Les résultats 2015 d'EDF étaient attendus avec inquiétude par le marché qui redoutait même l'annonce d'une augmentation de capital de 5 milliards d'euros. Finalement, l'électricien public a favorablement surpris. Pour preuve, le titre a finalement bondi de 9,51% à 11,28 euros après être tombé hier à un plus bas historique de 10,035 euros.

La tension était montée d'un cran ce week-end autour du rapprochement entre Orange et Bouygues alors que de nombreux médias annonçaient qu'un accord serait présenté en même temps que les résultats annuels de l'opérateur historique ce matin. Or, le ton était beaucoup plus prudent lors de la conférence du groupe, le PDG Stéphane Richard indiquant que les discussions entre les deux groupes avaient du être prolongées. Orange estime désormais que "plusieurs semaines au moins" seront nécessaires avant d'aboutir à un deal ferme. Les investisseurs avaient anticipé cette annonce : le titre est quasi stable (+0,13% à 15,38 euros).

Les chiffres macroéconomiques du jour

L'indice du sentiment des investisseurs allemands sur les perspectives économiques a reculé à 1 en février, contre 10,2 en janvier et un consensus Reuters de 0.

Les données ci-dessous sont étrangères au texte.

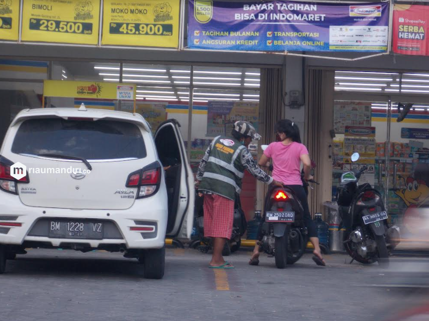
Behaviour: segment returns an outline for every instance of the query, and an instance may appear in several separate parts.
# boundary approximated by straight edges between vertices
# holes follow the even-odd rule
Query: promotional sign
[[[429,139],[429,129],[427,128],[401,128],[401,138]]]
[[[371,104],[364,102],[335,102],[333,106],[334,130],[344,134],[346,126],[371,126]]]
[[[24,1],[23,41],[97,45],[100,1]]]
[[[429,55],[426,39],[429,7],[395,5],[393,12],[393,51],[397,53]]]
[[[359,136],[360,137],[375,137],[376,127],[362,126],[346,126],[346,136]]]
[[[18,40],[20,0],[0,1],[0,39]]]
[[[105,0],[103,45],[179,46],[180,0]]]
[[[133,88],[133,95],[125,98],[118,98],[122,88]],[[43,82],[43,96],[47,97],[69,97],[72,98],[93,98],[99,99],[126,99],[134,100],[136,97],[136,86],[130,84],[103,83],[90,81],[65,81],[45,80]]]
[[[207,134],[209,137],[229,135],[238,120],[253,124],[258,130],[259,104],[234,101],[211,101],[207,107]]]
[[[246,51],[385,51],[388,3],[190,0],[188,46]]]

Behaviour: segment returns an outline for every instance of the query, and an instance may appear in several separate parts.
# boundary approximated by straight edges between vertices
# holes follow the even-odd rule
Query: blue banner
[[[383,52],[388,3],[190,0],[188,46],[260,51]]]

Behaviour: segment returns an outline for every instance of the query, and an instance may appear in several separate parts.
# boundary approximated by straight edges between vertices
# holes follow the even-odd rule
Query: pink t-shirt
[[[308,154],[307,147],[302,144],[292,142],[285,145],[282,142],[271,143],[264,152],[271,159],[274,166],[272,176],[285,185],[302,185],[301,180],[301,155]]]

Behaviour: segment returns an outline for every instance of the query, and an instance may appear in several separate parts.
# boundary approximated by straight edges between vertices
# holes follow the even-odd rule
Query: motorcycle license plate
[[[380,213],[362,216],[362,218],[363,219],[363,222],[366,225],[378,221],[387,219],[387,213],[385,211],[380,212]]]
[[[293,223],[295,221],[294,212],[267,212],[265,216],[266,222],[283,222]]]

Aux Etats-Unis, en février, la confiance des promoteurs immobiliers s'est légèrement dégradée. L'indice NAHB qui la synthétise est ressorti à 58 points après 61 (révisé à la hausse de 60) en janvier. Le consensus Reuters attendait 60 points.

Aux Etats-Unis, l'indice manufacturier "Empire State" de la Fed de New York est ressorti à - 16,64 points en février après -19,4 points en janvier et un consensus Reuters de -10.

Vers 17h45, l'euro cote 1,1142 dollar en légère baisse de 0,19%.